Chef Tamar Adler on how food leftovers are your next meal's ingredients

When deciding what to bring for a meal at a friend's house, it's probably advisable to leave the stale bread at home. But "CBS Mornings" co-host Tony Dokoupil defied conventional wisdom, showing up with an old baguette for a recent lunch at the home of CBS News business analyst Jill Schlesinger.

He also brought chef and author Tamar Adler, who has carved a specialty out of cooking with leftovers. Her new book, "The Everlasting Meal Cookbook: Leftovers A-Z," is scheduled to go on sale Tuesday.

"I'm so excited for this," exclaimed Schlesinger, who agreed to allow Adler to rummage through her kitchen for neglected food that could be repurposed for another meal. "Every single person has this exact situation," Adler told Dokoupil, describing a kitchen full of leftovers as "the state of every single person's fridge and household."

"The Everlasting Meal Cookbook" is published by a division of Simon & Schuster, which is owned by CBS parent company Paramount. In it, Adler shares her philosophy that "by having saved what's left of an earlier meal, you are already cooking another one."

She developed that philosophy as head chef of Farm 255 in Athens, Georgia. Often short on money and ingredients, Adler told Dokoupil she was often forced to improvise.

"We can't afford to buy more stuff … and I just burnt the rice. That was my restaurant," she said.

When asked what lesson home cooks can take away from that, Adler replied, "It's like nobody cares at all what you cook. I mean, I think what people come over for is the experience of being served and that people love being hosted."

The new cookbook includes more than 1,500 recipes for items like old hamburger patties, moldy tomatoes, banana peels and opened bags of potato chips.

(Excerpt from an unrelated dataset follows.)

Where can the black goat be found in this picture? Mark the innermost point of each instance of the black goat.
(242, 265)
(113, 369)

With Jill Schlesinger looking on, Adler pulled several old containers of rubbery chicken, old noodles and soggy vegetables from her fridge. Adler also found some stale tortillas, which Schlesinger joked she could use "as a Frisbee."

"This looks very promising," Adler concluded while opening a tub of leftover Chinese takeout.

She then pulled from the freezer a frozen bagel which Schlesinger warned her is "not great, but … you do you, girl."

Adler found more of what she called "treasures" in the cupboards, including several canned foods nearing their expiration dates and a bag of mixed nuts.

Utilizing the skills and experience that went into crafting "The Everlasting Meal Cookbook," she planned three dishes, putting Dokoupil and Schlesinger to work chopping, shredding, and mixing.

An hour or so later, they sat down for a meal unrecognizable from the depressing state in which it began.

"You could do a multiple choice of like what was this before and people would struggle," said Dokoupil. Schlesinger agreed.

The first dish was what started as overcooked chicken, shredded and mixed with corn, cilantro and lime – combined with take-out salsa and served on the tortillas, which were salvaged by frying them on the stove. The group agreed it tasted "like a great chicken tostada."

The second dish began as leftover rice. Adler turned it into a salad by mixing it with olive oil, mustard, two kinds of herbs, and the mixed nuts – which were chopped.

The third dish included the frozen bagel and stale baguette – revived with a sprinkling of water and a little time in the oven. Sliced and rubbed with garlic, the bread was then topped with a mash of vegetables – including some from the leftover Chinese food.

"This to me is the most unbelievable transformation," Schlesinger told the group, as they began to eat.

"It's just cooking," Adler said. "Although it's true that I particularly like using what's there and kind of, like, solving these problems, I think all cooking is actually problem-solving."